Mānuka honey is a natural wonder. It contains a unique blend of beneficial oligosaccharides (sugars), amino acids, and many other powerful polyphenolic and other plant-derived compounds.

For centuries, Māori people of Aotearoa New Zealand have used Mānuka products in their rongoā (traditional medicine). And with the challenges faced by science and medicine, we believe the unique properties of Mānuka honey deserve ongoing investigation.

All honeys are not created equal

Hydrogen peroxide gives most honey its antibiotic quality. But Mānuka honey has another rare antibacterial property called non-peroxide activity (NPA) – due to its incredibly high levels of methylglyoxal (MGO), which is converted from dihydroxyacetone (DHA) – in Mānuka nectar. The more MGO, the more powerful its antimicrobial punch.

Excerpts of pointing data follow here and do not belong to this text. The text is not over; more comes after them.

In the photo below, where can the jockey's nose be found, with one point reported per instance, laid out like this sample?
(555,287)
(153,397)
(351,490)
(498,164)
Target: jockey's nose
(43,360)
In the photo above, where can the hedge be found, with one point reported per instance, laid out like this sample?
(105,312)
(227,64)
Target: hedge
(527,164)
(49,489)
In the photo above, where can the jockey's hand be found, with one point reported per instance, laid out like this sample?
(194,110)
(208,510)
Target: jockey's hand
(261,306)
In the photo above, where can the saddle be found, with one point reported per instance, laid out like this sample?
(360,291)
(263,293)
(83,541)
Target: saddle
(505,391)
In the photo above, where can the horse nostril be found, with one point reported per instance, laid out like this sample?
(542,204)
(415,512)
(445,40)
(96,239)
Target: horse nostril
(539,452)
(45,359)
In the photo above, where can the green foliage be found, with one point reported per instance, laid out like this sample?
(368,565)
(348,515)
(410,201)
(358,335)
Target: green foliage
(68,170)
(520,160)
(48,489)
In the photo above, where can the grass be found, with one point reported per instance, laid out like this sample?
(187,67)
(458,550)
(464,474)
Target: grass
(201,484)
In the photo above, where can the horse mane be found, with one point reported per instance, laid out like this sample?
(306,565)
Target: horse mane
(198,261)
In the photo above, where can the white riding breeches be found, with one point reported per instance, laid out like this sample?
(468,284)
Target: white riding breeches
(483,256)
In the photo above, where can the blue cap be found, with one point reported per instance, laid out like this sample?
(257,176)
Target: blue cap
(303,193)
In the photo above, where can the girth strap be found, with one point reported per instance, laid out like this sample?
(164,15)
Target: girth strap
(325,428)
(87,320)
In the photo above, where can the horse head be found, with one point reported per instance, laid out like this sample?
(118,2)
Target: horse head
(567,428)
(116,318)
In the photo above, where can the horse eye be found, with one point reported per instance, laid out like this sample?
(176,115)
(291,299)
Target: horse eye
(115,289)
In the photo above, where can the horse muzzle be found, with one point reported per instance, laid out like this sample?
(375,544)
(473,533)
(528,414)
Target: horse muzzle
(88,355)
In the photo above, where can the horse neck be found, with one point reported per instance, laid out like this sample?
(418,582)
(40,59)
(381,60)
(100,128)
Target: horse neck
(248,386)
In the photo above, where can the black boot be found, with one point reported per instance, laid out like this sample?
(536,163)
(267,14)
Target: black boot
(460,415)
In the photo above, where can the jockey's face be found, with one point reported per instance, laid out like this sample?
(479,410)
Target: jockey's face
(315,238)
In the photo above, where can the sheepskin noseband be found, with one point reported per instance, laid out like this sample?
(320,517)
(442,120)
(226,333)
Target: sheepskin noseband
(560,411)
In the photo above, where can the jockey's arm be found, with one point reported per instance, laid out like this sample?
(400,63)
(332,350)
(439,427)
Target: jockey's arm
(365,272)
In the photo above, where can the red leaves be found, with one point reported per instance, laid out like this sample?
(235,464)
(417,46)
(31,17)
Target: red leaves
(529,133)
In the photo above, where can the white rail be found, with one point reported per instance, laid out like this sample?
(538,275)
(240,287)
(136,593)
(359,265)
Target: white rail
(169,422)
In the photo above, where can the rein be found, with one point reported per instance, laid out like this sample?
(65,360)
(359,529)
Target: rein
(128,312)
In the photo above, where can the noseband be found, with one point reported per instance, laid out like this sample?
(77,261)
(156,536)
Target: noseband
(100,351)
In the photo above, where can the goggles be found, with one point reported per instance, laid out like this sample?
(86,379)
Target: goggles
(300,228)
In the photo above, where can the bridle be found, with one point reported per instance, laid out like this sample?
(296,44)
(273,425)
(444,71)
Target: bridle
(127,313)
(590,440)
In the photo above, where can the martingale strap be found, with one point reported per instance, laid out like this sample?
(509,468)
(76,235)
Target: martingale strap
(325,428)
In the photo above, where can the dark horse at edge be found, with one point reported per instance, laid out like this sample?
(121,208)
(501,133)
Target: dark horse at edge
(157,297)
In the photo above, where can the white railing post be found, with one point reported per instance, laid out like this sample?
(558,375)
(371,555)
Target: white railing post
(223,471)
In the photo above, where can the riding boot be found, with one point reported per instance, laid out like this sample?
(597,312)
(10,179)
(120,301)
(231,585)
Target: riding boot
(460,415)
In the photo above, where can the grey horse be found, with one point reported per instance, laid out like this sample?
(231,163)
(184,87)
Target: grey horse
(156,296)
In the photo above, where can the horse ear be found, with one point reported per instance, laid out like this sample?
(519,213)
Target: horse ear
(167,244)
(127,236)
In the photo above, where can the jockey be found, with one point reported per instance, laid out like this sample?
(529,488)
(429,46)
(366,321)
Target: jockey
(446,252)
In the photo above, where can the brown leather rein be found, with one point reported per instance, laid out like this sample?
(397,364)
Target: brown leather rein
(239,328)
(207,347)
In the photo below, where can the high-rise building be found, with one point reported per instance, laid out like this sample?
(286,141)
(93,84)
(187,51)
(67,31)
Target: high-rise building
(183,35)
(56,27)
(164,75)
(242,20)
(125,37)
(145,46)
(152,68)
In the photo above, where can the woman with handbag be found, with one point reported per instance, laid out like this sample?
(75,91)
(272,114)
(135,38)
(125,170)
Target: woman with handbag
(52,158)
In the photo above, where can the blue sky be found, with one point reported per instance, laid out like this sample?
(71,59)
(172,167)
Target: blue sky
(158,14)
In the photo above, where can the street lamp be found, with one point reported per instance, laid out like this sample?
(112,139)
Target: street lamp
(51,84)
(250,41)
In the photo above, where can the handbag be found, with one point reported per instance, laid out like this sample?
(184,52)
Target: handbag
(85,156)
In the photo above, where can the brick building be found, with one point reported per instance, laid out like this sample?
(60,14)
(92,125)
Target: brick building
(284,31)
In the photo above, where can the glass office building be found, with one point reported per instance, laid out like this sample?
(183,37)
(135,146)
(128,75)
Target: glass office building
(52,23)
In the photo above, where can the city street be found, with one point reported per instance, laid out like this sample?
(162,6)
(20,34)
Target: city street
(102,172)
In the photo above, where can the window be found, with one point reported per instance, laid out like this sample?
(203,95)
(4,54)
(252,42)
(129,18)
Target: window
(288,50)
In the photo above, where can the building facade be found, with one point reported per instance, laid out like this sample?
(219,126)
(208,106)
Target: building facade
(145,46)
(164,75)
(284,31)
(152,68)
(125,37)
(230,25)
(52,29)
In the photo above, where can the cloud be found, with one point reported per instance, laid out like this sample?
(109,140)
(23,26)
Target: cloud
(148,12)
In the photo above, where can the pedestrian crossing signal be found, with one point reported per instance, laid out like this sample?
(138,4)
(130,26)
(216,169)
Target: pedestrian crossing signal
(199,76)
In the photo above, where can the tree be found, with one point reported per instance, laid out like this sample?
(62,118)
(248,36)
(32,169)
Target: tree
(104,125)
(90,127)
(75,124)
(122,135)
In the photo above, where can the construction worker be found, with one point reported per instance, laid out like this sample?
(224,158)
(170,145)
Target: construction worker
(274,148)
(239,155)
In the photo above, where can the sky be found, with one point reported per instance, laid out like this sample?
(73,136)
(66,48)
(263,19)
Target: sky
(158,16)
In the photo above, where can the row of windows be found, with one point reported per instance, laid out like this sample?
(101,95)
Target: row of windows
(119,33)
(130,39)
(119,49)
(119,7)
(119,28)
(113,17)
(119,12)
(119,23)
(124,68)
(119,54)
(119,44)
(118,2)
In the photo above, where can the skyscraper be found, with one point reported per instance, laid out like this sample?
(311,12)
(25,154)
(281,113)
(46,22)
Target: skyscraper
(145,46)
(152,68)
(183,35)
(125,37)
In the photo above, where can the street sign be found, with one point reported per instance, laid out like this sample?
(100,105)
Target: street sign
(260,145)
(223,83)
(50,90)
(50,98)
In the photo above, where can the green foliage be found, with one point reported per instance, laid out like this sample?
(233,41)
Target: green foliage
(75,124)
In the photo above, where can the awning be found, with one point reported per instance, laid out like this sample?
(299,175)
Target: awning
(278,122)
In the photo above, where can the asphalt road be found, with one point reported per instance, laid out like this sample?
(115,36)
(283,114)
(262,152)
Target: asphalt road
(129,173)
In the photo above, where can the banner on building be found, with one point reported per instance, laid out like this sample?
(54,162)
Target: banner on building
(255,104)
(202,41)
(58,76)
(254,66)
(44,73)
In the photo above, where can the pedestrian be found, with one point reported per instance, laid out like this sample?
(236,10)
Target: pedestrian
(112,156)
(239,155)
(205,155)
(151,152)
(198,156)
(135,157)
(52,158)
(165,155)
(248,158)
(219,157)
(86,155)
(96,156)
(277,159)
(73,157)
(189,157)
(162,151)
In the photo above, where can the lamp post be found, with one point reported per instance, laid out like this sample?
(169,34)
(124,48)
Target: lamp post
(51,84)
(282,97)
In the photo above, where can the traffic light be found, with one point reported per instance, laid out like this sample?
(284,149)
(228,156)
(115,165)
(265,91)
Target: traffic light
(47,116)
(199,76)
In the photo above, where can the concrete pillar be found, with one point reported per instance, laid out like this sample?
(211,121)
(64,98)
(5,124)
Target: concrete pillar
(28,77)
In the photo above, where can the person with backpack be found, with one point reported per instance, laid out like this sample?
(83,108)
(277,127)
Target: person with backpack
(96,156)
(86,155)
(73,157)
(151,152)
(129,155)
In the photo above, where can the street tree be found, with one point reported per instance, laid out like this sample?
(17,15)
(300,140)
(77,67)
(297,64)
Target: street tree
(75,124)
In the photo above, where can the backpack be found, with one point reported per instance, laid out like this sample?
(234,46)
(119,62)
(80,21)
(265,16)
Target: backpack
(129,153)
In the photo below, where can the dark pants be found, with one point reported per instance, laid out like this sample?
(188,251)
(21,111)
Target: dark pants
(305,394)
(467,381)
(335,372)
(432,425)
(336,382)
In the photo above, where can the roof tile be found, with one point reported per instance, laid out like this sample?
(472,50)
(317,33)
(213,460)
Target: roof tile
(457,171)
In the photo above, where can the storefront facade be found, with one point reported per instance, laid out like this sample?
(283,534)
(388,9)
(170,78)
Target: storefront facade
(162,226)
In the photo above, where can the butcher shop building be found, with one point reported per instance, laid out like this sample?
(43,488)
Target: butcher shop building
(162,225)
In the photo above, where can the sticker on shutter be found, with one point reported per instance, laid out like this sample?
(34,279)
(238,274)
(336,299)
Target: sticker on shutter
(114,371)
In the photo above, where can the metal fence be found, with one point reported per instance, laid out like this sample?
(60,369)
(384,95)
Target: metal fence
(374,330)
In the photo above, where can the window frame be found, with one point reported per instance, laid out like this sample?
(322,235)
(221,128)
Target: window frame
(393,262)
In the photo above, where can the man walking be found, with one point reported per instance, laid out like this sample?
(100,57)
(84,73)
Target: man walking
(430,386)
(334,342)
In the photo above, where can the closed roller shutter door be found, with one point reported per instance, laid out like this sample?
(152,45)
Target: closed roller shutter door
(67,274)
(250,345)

The UMF™ rating reflects the concentration of Mānuka honey’s signature active compounds, including MGO, DHA and leptosperin. 

A taste of the scientific research

  • Dr Peter Molan – one of the world’s leading Mānuka honey scientists – has extensively studied and written about its benefits and implications for health and medicine. This site is a great starting point for your own research.
  • Research has also shown in vitro and in vivo evidence that honey, particularly Mānuka honey, “eliminates bacteria, resolves chronic inflammation, and promotes faster wound healing” when applied to wounds.
  • In another study, Mānuka honey was shown to be effective against H. pylori, the cause of most stomach ulcers.
  • Research by the University of Southampton suggests Mānuka honey may work against the bacteria responsible for urinary tract infections in catheter patients.
  • Reducing plaque build-up prevents gingivitis, the precursor to gum disease. A 2010 study pitted Mānuka honey against chlorhexidine mouthwash and found it inhibited plaque just as well, without chlorhexidine’s side effects of tooth staining, permanent taste alteration and increased tartar formation.
  • Unlike pharmaceutical antibiotics, Mānuka honey can be effective against "superbugs" – resistant microbes like MRSA, which need special antibiotics to treat them.
  • Scientists Dr Rowena Jenkins and Dr Aled Roberts discovered that using Mānuka honey could be an alternative to pharmaceutical antibiotics to treat antimicrobial resistant respiratory infections, like the deadly bacteria of Cystic Fibrosis infections.

We agree with many of the scientists referenced above that more research needs to be done into harnessing the unique properties of Mānuka honey. In the meantime, we hope you’ll keep enjoying this delicious natural food.

Please don’t use Mānuka honey if you have diabetes or an allergy to bees. And please don’t give honey of any kind to children under the age of one.